I had no idea that there was so much going on over in Ohio pre-election. I knew that a friend of mine, usually apolitical, had traveled from Indy to work there for Obama, but what he was doing just didn’t register. No wonder, in reading this post, I could feel my heart lift and expand!. And as David, who usually shields himself with a wall of irony, and who put this post up on his fb page, remarked: “We’re going to make it.”
Contrast this news about Ohio with what Jon Rappoport, who has been digging into the California Prop 37 vote count, just posted: Why the Prop 37 Vote Count Is Too Perfect
We can thank both the “ground troops” in Ohio and bulldog journalists like Rappoport for their relentless work to begin to wrench back our democracy from those who would subvert it.

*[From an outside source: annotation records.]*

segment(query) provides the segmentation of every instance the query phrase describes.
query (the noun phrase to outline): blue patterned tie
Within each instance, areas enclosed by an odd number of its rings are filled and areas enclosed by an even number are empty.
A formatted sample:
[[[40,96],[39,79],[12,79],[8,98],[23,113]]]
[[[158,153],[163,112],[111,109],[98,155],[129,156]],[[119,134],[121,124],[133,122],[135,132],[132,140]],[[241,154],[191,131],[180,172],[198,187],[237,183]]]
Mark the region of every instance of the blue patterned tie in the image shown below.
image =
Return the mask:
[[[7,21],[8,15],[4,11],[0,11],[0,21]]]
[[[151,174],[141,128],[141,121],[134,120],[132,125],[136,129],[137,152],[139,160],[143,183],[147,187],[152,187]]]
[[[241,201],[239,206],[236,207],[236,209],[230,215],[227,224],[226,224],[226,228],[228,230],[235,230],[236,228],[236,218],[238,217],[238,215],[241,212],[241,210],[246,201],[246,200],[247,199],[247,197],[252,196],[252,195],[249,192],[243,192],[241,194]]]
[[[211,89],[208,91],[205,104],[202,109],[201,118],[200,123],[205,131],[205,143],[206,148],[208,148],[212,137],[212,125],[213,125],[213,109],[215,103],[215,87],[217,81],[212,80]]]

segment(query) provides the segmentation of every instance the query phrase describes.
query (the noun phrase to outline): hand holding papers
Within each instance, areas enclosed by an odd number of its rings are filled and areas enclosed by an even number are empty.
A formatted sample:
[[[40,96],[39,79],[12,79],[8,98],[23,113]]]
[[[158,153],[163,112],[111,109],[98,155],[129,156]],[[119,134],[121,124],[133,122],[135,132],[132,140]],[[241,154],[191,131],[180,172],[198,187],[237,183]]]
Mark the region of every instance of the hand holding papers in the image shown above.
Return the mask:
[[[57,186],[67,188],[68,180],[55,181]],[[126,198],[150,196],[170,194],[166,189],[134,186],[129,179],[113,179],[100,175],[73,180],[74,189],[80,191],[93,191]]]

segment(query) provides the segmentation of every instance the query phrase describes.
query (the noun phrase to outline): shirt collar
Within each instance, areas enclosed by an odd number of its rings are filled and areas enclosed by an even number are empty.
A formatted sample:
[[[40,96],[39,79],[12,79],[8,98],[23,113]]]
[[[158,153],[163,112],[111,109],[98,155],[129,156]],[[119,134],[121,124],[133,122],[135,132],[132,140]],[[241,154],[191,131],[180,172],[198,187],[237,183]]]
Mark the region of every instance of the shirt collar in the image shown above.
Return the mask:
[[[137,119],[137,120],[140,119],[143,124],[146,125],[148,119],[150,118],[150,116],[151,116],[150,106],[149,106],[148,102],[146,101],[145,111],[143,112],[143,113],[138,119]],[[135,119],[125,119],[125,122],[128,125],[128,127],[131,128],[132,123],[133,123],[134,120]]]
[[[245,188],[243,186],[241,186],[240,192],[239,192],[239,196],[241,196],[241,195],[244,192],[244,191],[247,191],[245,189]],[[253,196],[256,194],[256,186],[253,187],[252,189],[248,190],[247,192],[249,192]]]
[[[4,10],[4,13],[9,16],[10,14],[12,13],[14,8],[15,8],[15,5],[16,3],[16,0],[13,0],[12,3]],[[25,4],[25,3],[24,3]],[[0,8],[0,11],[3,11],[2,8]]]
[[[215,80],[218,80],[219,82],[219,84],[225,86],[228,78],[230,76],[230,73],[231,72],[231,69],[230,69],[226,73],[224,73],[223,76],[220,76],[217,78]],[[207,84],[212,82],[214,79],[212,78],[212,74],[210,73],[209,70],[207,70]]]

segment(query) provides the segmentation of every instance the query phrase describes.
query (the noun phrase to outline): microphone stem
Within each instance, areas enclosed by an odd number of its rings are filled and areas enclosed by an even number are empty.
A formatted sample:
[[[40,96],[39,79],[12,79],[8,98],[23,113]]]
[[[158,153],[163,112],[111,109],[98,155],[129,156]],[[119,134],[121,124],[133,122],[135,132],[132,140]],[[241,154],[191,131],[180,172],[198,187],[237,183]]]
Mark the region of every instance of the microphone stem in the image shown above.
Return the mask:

P.S. Both these situations remind me of the kind of intensity and focus that marks strict, non nonsense Saturn in death/rebirth Scorpio. Saturn entered Scorpio at the beginning of October, 2012 and will not leave that dig-deep sign until September, 2015. If this is the kind of demonstration of our capacity that we can expect at the beginning, what shall we have accomplished by the end?
Just Read This
November 16, 2012
I found this a really amazing email on several levels. Just give it a read. From TPM Reader AH …

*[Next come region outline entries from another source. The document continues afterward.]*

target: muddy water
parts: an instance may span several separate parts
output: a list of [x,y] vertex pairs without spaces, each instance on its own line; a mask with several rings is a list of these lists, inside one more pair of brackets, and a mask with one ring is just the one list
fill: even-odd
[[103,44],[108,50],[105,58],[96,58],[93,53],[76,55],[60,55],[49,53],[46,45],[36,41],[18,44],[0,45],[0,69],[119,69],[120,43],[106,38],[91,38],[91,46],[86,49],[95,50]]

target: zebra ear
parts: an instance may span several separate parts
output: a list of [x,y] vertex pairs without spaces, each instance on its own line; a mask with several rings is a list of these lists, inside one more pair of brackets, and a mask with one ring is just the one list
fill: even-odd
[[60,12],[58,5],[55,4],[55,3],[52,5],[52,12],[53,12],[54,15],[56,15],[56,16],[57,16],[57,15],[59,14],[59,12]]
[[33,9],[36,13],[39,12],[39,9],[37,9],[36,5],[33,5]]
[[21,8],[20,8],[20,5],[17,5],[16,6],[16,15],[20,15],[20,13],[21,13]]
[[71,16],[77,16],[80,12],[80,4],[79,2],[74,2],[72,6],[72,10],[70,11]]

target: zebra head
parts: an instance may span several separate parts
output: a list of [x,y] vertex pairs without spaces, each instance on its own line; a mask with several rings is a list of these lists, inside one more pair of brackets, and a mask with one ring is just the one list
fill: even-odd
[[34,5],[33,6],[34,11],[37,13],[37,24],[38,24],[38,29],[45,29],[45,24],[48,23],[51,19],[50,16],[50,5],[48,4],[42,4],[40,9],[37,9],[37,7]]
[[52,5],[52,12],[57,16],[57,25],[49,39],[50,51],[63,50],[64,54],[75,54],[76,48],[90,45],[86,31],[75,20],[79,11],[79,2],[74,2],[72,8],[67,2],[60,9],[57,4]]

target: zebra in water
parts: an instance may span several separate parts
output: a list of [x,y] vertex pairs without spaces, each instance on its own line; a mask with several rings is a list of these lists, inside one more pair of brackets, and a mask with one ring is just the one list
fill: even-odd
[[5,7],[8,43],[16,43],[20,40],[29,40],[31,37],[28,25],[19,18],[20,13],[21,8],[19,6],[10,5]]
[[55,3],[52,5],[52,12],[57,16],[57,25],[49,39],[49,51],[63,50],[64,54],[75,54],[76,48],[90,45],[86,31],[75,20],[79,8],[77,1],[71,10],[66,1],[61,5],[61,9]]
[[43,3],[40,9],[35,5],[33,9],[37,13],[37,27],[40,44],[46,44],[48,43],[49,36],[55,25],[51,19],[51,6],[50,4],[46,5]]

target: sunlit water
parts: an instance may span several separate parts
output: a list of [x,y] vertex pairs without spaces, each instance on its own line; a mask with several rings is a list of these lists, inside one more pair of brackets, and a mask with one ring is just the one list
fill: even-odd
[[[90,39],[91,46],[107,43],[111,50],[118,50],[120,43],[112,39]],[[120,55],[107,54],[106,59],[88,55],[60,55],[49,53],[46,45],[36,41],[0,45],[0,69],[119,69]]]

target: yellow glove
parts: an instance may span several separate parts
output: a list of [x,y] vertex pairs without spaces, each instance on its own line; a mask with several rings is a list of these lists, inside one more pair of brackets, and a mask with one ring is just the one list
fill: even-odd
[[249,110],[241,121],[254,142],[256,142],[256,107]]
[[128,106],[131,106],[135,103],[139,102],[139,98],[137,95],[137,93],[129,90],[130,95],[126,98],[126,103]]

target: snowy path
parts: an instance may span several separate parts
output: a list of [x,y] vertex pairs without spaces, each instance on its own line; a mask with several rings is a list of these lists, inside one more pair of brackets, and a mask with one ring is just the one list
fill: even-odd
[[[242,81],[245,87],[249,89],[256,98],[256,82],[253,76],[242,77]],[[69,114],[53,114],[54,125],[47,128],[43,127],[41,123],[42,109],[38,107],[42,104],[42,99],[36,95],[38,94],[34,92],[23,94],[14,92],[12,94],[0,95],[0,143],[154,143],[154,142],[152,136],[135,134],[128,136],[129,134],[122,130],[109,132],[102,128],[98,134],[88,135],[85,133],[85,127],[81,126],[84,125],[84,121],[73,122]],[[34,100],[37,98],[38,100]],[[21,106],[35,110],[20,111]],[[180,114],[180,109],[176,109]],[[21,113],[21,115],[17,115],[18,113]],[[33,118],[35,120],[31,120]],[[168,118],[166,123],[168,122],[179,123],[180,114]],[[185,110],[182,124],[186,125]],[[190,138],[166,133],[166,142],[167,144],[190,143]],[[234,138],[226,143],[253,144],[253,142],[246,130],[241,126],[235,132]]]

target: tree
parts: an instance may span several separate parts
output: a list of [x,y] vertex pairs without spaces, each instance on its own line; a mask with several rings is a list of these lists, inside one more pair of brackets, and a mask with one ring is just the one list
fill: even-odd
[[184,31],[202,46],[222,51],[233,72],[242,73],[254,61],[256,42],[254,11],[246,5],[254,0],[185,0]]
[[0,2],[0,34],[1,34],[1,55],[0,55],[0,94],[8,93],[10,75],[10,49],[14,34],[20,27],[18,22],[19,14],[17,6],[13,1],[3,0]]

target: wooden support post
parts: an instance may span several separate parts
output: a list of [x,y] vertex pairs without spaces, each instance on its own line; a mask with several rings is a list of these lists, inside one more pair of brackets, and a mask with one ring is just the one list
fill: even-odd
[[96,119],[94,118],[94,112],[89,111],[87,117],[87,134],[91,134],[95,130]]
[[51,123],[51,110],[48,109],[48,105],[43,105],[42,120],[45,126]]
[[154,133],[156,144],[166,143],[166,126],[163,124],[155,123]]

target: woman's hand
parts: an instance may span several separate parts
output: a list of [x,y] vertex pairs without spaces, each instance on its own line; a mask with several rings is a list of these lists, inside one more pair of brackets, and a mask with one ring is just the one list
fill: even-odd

A couple of thoughts about the election:I’m from Boise, Idaho but my wife and I relocated to Ohio to volunteer for President Obama’s campaign for the four weeks before the election.
I admire Nate Silver for his election model and its forecasts; they are one of the few things I read about politics while we were on duty and they gave me a lot of hope during those dark days after the first debate and while the skewed Gallup polls were coming out. But I want to add that there was a huge army of people who tried to make sure that the polls that Nate used turned into actual votes. For the last four days of the election, we helped manage a staging location for GOTV in one ward of a city in the eastern suburbs of Cleveland. I imagine that the campaign will never release the total number of people who worked or volunteered in Ohio; they might not even know. But extrapolating from our experience, I estimate that there might have been close to 50,000 people on the ground in one way or another during GOTV in Ohio including 700 lawyers, 300 in the Cleveland area alone, protecting our vote.

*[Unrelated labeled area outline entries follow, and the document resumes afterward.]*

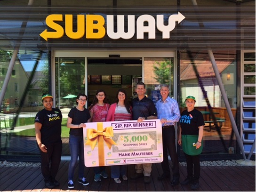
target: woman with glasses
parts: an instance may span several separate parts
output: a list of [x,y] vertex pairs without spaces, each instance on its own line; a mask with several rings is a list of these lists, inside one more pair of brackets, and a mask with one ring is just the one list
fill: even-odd
[[88,185],[89,183],[84,177],[84,155],[83,128],[85,123],[91,117],[89,110],[84,107],[87,101],[87,96],[83,93],[78,94],[76,103],[77,105],[71,109],[68,115],[67,127],[69,131],[69,148],[71,160],[68,168],[69,189],[74,188],[73,177],[77,157],[79,157],[79,172],[78,183],[83,185]]
[[[96,95],[89,108],[91,115],[90,122],[104,122],[106,121],[108,111],[110,107],[110,104],[107,102],[106,93],[103,90],[98,90],[96,92]],[[101,176],[104,179],[108,178],[108,176],[106,172],[105,167],[94,167],[95,173],[94,181],[96,182],[101,181]]]
[[[107,121],[132,120],[132,108],[127,100],[127,95],[123,89],[117,91],[116,99],[108,111]],[[124,181],[127,180],[127,165],[111,166],[111,177],[117,184],[120,184],[120,176]]]

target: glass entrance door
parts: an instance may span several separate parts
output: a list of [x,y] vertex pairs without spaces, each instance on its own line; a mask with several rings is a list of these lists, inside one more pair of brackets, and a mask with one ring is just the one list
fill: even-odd
[[[119,56],[112,57],[112,55]],[[63,156],[70,156],[66,121],[70,109],[76,106],[79,93],[88,96],[87,108],[99,89],[106,92],[111,104],[117,90],[123,88],[131,102],[136,96],[135,88],[139,81],[145,83],[146,96],[151,99],[157,101],[153,95],[162,83],[170,86],[170,96],[176,96],[174,52],[56,52],[53,56],[52,92],[56,96],[56,106],[63,115]]]

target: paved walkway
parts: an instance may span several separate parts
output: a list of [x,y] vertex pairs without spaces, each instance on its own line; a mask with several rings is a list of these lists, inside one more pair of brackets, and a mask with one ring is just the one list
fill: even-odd
[[[170,179],[158,181],[157,177],[162,171],[160,163],[152,164],[151,182],[145,184],[143,178],[136,180],[130,179],[134,171],[134,165],[128,165],[128,179],[120,184],[114,183],[112,179],[102,179],[100,182],[94,181],[94,174],[92,168],[86,168],[84,176],[89,184],[84,186],[78,182],[78,167],[76,167],[74,181],[75,187],[67,187],[69,161],[61,161],[56,176],[60,185],[55,189],[44,188],[44,183],[40,167],[0,167],[0,191],[193,191],[190,186],[180,184],[170,186]],[[171,162],[169,161],[170,166]],[[247,191],[255,192],[255,166],[212,167],[202,166],[200,187],[195,191]],[[106,168],[109,175],[110,168]],[[180,181],[186,176],[185,166],[180,166]]]

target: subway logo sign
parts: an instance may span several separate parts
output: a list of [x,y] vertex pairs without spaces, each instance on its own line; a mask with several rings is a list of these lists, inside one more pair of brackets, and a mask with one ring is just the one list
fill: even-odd
[[[153,40],[155,39],[156,30],[157,30],[162,33],[163,39],[168,39],[170,38],[170,32],[176,26],[176,22],[179,24],[185,18],[185,16],[179,12],[177,14],[170,15],[168,25],[165,25],[163,15],[157,15],[156,19],[151,15],[143,15],[136,20],[135,15],[128,15],[126,16],[127,29],[125,30],[125,16],[118,15],[117,31],[115,32],[113,15],[107,15],[106,21],[105,18],[100,15],[78,15],[76,16],[77,27],[74,29],[72,15],[48,15],[46,17],[46,23],[51,29],[45,30],[40,36],[46,41],[50,39],[60,39],[64,34],[72,40],[81,38],[100,39],[106,36],[112,40],[128,40],[135,35],[136,35],[136,39],[143,40],[144,33],[147,33],[148,39]],[[64,18],[64,28],[59,23],[63,22]],[[146,25],[144,24],[145,23],[147,23]]]

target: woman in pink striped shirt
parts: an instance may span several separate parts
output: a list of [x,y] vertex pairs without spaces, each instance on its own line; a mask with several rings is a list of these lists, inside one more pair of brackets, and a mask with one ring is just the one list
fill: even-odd
[[[126,92],[123,89],[117,91],[116,100],[112,104],[108,112],[107,121],[132,120],[132,108],[127,100]],[[126,181],[127,165],[114,165],[111,166],[111,177],[117,184],[121,183],[120,176]]]

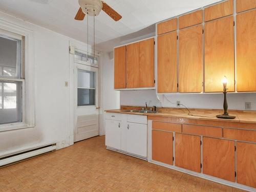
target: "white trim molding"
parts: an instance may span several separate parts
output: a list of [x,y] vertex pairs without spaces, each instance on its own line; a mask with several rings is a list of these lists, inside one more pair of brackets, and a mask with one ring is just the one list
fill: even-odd
[[35,89],[34,89],[34,32],[23,27],[0,19],[0,30],[23,36],[24,54],[25,89],[23,89],[23,122],[7,123],[0,125],[0,132],[34,127]]

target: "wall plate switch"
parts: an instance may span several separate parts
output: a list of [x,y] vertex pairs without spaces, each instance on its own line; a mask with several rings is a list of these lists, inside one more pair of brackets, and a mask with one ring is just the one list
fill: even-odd
[[180,101],[177,101],[177,106],[180,106]]
[[250,110],[251,109],[251,103],[250,102],[246,102],[245,109],[246,110]]

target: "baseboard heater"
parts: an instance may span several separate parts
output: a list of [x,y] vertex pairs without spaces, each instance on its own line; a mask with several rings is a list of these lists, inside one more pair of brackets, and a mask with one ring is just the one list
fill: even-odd
[[26,151],[12,154],[0,158],[0,167],[9,165],[28,159],[42,155],[56,150],[56,143],[44,145],[37,148],[30,149]]

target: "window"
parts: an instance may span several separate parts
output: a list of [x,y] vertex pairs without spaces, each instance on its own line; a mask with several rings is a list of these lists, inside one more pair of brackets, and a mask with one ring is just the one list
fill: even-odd
[[77,70],[77,106],[95,105],[95,73]]
[[0,125],[23,122],[22,44],[22,36],[0,31]]

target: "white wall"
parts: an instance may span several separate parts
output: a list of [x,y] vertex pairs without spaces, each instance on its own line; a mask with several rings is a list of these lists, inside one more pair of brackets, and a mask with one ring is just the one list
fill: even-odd
[[[0,132],[0,156],[52,142],[69,145],[69,37],[0,12],[0,18],[34,31],[35,127]],[[63,143],[62,143],[62,142]]]
[[[189,108],[223,109],[223,94],[190,94],[158,95],[161,102],[157,98],[156,90],[138,90],[120,91],[120,105],[148,105],[175,108],[176,101]],[[245,102],[251,102],[251,109],[256,111],[256,93],[228,93],[228,109],[243,110]]]

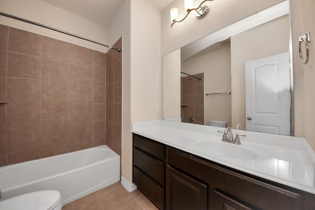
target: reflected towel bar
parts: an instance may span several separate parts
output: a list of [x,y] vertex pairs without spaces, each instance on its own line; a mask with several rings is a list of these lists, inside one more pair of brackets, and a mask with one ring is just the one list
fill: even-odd
[[216,93],[207,93],[206,94],[206,95],[222,95],[222,94],[231,94],[232,92],[217,92]]
[[182,74],[186,74],[186,75],[190,76],[190,77],[193,77],[194,78],[198,79],[198,80],[201,80],[201,78],[198,78],[198,77],[195,77],[194,76],[190,75],[190,74],[186,74],[186,73],[184,73],[184,72],[182,72],[182,71],[181,71],[181,73]]

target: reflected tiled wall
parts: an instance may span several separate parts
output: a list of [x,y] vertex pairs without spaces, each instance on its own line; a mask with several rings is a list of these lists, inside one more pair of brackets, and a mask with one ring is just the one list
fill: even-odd
[[105,143],[106,56],[0,25],[0,166]]
[[[113,45],[122,48],[122,38]],[[106,145],[122,154],[122,53],[110,49],[106,58]]]
[[194,74],[201,80],[189,76],[181,77],[181,117],[182,121],[204,124],[204,74]]

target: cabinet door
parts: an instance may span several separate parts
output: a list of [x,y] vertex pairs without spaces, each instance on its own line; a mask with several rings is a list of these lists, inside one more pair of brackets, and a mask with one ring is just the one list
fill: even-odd
[[207,209],[207,185],[168,165],[166,179],[166,210]]
[[251,210],[252,209],[239,201],[215,190],[210,193],[209,209],[222,210]]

I believe that our democracy was at serious risk this election. If we had lost to lies, a torrent of dark money, voter suppression, and racism, it might have taken decades for our democracy to come back from the bad laws and court decisions on further voter suppression and corporate power, if it could recover at all. Certainly beyond my lifetime since I’m 67. But people seemed to sense the crisis and responded, and folks from all walks of life joined together to do one extra-ordinary thing: re-elect an African American President in a time of high unemployment and in the face of everything the would be aristocracy could throw at us. I certainly sensed more determination and intensity at the door than I did (in a different suburb) in 2008.
Coming from largely white Idaho I was struck by the diversity of the people who canvassed out of our one small location. We had old white males, young African American females, and everything “in between,” as well as Asian Americans and Hispanics. Some of the volunteers had ancestors who were in the country 300 years ago; some had only arrived recently themselves. There was a married gay man, single straights and, of course, vice versa. Old and young, PhD’s and less than high school, the fit who could walk five miles a day to canvass and those who served best by sitting at the polling place and welcoming and reassuring voters. Our employments status included corporate executives, more modest positions, the unemployed, and the retired. Representatives of all the major faith traditions passed through as well as the non-observant or non-believers. People arrived at the location by car, by bus, by private jet, and on foot. In short, twenty-first century America turned out for Barack Obama.
When we finally came up for air and watched CNN on election night, I was struck by the group that showed up on television at the gathering in Boston. Where was the rest of America?
My second point is more mundane and numerous people have probably made it already. President Obama has now put together a coalition that has won two consecutive Presidential elections without needing one single electoral vote from the old Confederacy. I believe that Bill Clinton did the same Perhaps the influence of that region is beginning to wane, at least in presidential politics.